I believe one of the most undersold benefits of the cloud, and in particular Amazon Web Services, is its ability to enabled you to do your prior proper planning.
It is pretty common in a modern software development shop to have multiple environments for production, staging, development, etc. Great care is usually taken to make staging and production environments identical, although sometimes the staging and development environments run on less powerful hardware.
However, many times the data sets that these two environments connect too are different. You could have substantial differences in the size of your dataset or the domain of values in your dataset. So testing a large data migration in your staging environment might not be enough to prevent piss poor performance. A data migration task may run brilliantly in your staging environment, but it takes much longer to execute or encounters values that weren't anticipated in production.
Preventing piss poor performance is quite easy to solve in concept. Simply simulate the exactly environment you will be running against. This means an identical copy of your data and the infrastructure that powers it. Not rocket science, right? Then why doesn't it happen every time? It is usually because of a few costs that creep in.
1. Resource Costs
Production I.T. infrastructure is fairly costly. Costly enough that you usually don't have the spare infrastructure just sitting around to practice on. You might have something you can use, but it doesn't have the same power, memory or capacity. So you find yourself practicing on lower power hardware and making an educated guess on how it scales up to production. You might even get pretty good at this if you do it enough. But there is enough margin of error for piss poor performance to show up and bite you. This was the way many of my projects went before moving to the cloud and it made big projects risky and nerve racking.
2. Time Costs
Let's say you are lucky enough to have an exact copy of your production infrastructure sitting around to practice with. That gear still has to be configured. This can be time consuming, especially if your infrastructure isn't automated. The time for configuration becomes a cost of practicing, and you talk yourself out of practicing as often as you should. It's like never practicing your golf swing and expecting to step up to the tee and hit a hole-in-one...it might happen if luck is on your side.
Removing the Costs
These costs are practically eradicated by the cloud. You have the ability to start up and exact duplicate of your production infrastructure, practice and shut it back down. You pay only for the time it was on line. The costs for which will look very small in comparison to the cost of downtime.

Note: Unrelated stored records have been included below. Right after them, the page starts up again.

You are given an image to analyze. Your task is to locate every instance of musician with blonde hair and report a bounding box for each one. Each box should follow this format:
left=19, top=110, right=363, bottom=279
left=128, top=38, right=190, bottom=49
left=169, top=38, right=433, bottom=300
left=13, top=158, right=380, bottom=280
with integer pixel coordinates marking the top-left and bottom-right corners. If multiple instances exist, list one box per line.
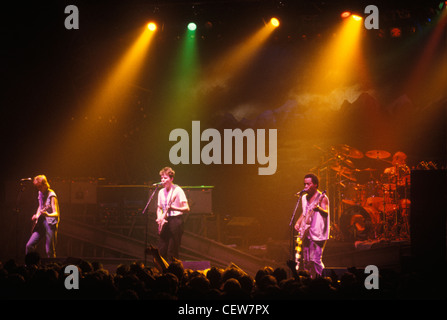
left=25, top=175, right=60, bottom=258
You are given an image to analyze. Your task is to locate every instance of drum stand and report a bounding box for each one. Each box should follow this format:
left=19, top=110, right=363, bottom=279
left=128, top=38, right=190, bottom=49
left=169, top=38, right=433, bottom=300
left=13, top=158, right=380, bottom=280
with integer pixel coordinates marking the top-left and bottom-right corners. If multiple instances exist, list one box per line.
left=379, top=166, right=411, bottom=241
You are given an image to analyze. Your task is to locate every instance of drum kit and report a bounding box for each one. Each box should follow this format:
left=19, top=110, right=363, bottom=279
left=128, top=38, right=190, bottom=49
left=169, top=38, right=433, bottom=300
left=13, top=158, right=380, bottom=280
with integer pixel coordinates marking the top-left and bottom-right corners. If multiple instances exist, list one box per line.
left=314, top=144, right=411, bottom=242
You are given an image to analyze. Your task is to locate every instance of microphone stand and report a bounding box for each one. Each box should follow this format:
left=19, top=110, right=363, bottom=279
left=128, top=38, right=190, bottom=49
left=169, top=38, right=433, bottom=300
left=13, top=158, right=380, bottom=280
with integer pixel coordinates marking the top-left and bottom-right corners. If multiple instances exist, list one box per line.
left=142, top=184, right=161, bottom=265
left=15, top=180, right=32, bottom=260
left=289, top=193, right=303, bottom=262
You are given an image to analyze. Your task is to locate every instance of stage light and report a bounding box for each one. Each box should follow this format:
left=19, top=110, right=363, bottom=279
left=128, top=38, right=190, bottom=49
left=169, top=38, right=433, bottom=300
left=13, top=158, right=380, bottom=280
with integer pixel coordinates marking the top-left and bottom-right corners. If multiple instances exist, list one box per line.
left=341, top=11, right=351, bottom=19
left=188, top=22, right=197, bottom=31
left=162, top=20, right=200, bottom=119
left=147, top=22, right=157, bottom=31
left=403, top=1, right=447, bottom=101
left=270, top=17, right=280, bottom=27
left=390, top=27, right=402, bottom=37
left=60, top=24, right=156, bottom=170
left=309, top=11, right=365, bottom=94
left=341, top=11, right=362, bottom=21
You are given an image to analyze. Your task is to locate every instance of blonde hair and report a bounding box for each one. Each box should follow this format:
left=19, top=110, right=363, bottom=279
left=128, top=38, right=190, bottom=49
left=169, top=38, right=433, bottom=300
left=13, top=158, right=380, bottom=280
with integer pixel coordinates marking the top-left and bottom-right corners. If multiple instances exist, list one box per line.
left=393, top=151, right=407, bottom=164
left=33, top=175, right=50, bottom=189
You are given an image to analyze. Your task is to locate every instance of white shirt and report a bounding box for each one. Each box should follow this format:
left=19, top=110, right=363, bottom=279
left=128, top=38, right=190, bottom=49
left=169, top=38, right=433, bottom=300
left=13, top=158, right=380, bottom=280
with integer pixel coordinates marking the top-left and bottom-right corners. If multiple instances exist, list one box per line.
left=157, top=185, right=188, bottom=217
left=302, top=191, right=330, bottom=241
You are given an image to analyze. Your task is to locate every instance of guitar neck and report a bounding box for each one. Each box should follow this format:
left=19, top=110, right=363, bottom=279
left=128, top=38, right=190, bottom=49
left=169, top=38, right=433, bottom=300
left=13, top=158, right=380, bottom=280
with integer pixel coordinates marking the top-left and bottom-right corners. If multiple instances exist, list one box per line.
left=305, top=191, right=326, bottom=223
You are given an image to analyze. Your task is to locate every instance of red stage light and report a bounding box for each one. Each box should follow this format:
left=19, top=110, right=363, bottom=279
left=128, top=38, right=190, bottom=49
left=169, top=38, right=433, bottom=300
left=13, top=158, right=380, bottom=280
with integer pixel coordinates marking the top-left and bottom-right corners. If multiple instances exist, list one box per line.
left=341, top=11, right=351, bottom=19
left=390, top=27, right=401, bottom=37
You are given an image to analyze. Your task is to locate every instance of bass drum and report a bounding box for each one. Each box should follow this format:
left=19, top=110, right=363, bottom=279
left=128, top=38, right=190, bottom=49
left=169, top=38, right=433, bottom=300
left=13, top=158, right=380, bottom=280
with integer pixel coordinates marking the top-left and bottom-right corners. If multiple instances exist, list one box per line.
left=340, top=205, right=376, bottom=241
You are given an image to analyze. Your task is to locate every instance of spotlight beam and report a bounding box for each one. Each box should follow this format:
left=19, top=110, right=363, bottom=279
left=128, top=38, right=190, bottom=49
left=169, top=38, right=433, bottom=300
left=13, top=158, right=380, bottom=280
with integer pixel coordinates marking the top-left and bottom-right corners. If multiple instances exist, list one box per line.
left=201, top=20, right=279, bottom=88
left=308, top=15, right=365, bottom=94
left=88, top=26, right=156, bottom=118
left=402, top=9, right=447, bottom=99
left=59, top=25, right=156, bottom=169
left=161, top=23, right=200, bottom=122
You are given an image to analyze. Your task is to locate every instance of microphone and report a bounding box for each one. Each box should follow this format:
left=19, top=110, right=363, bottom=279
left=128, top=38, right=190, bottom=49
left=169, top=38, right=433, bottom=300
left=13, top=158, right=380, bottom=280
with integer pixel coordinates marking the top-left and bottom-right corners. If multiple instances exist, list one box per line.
left=20, top=178, right=32, bottom=182
left=295, top=189, right=307, bottom=196
left=152, top=182, right=164, bottom=186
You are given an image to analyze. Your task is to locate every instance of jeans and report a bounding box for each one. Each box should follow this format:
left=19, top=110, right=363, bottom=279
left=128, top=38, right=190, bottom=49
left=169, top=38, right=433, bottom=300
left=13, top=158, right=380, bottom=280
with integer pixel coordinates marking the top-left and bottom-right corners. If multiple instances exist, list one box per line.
left=158, top=215, right=184, bottom=262
left=26, top=220, right=57, bottom=258
left=302, top=238, right=326, bottom=278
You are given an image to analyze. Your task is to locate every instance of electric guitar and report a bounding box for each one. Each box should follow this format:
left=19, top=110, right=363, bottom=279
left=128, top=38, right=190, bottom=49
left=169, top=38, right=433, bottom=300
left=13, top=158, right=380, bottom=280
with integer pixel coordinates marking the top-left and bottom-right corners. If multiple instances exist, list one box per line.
left=157, top=186, right=178, bottom=234
left=295, top=190, right=326, bottom=269
left=157, top=199, right=176, bottom=234
left=31, top=204, right=51, bottom=233
left=157, top=205, right=169, bottom=234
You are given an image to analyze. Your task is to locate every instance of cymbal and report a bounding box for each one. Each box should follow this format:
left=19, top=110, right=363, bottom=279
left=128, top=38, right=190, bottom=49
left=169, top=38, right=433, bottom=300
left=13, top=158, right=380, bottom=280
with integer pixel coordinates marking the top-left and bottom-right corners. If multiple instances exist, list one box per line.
left=365, top=150, right=391, bottom=159
left=348, top=148, right=364, bottom=159
left=334, top=144, right=364, bottom=159
left=331, top=165, right=353, bottom=173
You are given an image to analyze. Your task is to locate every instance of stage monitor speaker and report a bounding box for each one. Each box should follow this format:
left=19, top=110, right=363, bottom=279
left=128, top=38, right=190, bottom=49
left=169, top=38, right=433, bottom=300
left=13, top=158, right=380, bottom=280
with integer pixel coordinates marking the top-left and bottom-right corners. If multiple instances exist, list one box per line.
left=184, top=187, right=213, bottom=215
left=225, top=216, right=261, bottom=245
left=410, top=170, right=446, bottom=264
left=97, top=185, right=213, bottom=214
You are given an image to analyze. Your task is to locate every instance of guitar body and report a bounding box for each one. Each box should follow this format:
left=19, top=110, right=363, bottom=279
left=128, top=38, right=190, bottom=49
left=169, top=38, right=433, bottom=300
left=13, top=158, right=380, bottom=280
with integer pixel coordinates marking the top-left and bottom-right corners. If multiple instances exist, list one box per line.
left=157, top=203, right=171, bottom=235
left=158, top=212, right=168, bottom=234
left=31, top=204, right=50, bottom=233
left=157, top=187, right=177, bottom=235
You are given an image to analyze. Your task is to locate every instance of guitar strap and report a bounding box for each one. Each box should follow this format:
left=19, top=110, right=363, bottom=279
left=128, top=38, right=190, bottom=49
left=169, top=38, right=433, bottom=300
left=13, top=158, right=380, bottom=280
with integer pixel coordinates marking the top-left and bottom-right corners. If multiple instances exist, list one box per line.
left=304, top=192, right=322, bottom=224
left=40, top=190, right=59, bottom=225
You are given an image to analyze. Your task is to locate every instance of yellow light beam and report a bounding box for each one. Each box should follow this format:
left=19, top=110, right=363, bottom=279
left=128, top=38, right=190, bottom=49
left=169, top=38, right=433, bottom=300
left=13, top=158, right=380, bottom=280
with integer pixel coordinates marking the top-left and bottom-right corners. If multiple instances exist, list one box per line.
left=200, top=21, right=278, bottom=90
left=88, top=26, right=155, bottom=118
left=403, top=9, right=447, bottom=102
left=58, top=25, right=156, bottom=168
left=310, top=16, right=364, bottom=94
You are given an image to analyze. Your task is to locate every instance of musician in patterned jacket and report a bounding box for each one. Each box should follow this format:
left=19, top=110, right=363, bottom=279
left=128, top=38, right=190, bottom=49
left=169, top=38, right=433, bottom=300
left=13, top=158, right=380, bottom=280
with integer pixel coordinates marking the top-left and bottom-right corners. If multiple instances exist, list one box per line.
left=25, top=175, right=60, bottom=258
left=294, top=173, right=329, bottom=278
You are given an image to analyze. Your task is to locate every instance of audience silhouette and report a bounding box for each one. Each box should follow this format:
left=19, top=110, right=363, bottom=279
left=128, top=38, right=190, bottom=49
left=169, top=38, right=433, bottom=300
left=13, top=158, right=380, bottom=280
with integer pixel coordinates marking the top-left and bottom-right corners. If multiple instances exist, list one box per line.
left=0, top=249, right=445, bottom=300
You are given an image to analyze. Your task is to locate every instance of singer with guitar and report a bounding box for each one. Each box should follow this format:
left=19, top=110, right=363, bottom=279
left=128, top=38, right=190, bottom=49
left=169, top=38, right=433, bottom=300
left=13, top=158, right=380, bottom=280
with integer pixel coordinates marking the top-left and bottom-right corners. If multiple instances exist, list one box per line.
left=156, top=167, right=189, bottom=262
left=25, top=175, right=60, bottom=258
left=294, top=173, right=329, bottom=278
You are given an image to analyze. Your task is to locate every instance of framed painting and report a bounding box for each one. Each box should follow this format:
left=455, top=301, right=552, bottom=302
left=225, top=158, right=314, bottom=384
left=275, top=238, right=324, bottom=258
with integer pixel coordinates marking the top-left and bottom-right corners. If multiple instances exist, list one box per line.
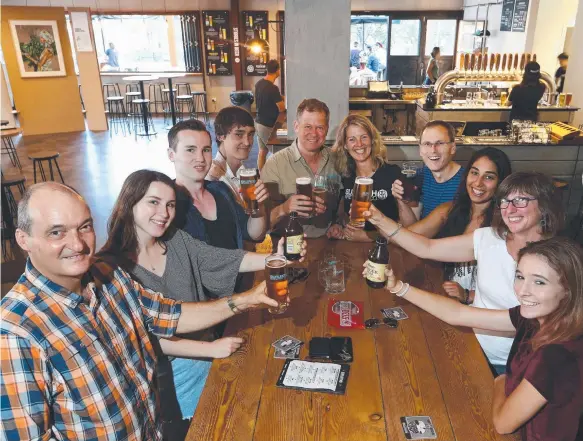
left=9, top=20, right=66, bottom=77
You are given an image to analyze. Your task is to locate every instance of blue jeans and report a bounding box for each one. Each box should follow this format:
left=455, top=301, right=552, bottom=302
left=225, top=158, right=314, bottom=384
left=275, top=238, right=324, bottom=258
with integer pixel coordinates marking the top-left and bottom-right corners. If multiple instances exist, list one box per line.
left=423, top=77, right=434, bottom=86
left=171, top=358, right=212, bottom=419
left=492, top=364, right=506, bottom=377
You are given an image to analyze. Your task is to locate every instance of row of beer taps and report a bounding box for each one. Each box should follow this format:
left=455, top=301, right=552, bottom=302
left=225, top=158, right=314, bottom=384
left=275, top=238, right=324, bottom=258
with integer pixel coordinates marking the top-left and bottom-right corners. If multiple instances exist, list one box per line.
left=457, top=52, right=537, bottom=79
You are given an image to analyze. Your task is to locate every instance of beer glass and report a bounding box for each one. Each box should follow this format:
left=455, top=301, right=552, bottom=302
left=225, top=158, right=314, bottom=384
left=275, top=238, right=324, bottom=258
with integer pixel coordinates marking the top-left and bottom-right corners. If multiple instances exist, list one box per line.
left=566, top=93, right=573, bottom=106
left=401, top=161, right=421, bottom=203
left=324, top=260, right=345, bottom=294
left=239, top=166, right=259, bottom=215
left=559, top=93, right=567, bottom=107
left=312, top=175, right=327, bottom=215
left=349, top=176, right=373, bottom=228
left=500, top=91, right=508, bottom=106
left=296, top=177, right=313, bottom=218
left=265, top=254, right=289, bottom=314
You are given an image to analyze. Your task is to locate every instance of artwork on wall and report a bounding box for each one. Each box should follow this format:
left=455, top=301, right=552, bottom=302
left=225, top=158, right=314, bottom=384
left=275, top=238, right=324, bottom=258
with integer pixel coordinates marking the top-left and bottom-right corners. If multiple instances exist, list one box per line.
left=9, top=20, right=66, bottom=77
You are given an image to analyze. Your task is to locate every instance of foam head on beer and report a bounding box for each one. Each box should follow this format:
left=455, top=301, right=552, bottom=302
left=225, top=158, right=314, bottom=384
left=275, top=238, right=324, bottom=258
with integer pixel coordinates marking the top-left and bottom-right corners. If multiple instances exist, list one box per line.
left=350, top=177, right=373, bottom=228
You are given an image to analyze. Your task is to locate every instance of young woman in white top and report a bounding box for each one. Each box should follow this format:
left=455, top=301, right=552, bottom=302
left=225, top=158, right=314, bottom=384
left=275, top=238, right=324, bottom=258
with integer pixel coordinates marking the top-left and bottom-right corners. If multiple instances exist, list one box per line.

To eliminate the time costs, you need to rely on infrastructure automation. In all fairness this isn't unique to the cloud, but many organizations with their own data centers don't have the same level of automation that is available in the cloud. Amazon Web Services has some great infrastructure automation technology and the time invested in it will be paid back. By automating your infrastructure you can eliminate the time costs associate with configuring the infrastructure.
With these two costs eliminated, you have a low cost framework for experimentation and planning. You can practice until you have the confidence that your deployment is predictably repeatable. And that's how Prior Proper Planning Prevents Piss Poor Performance.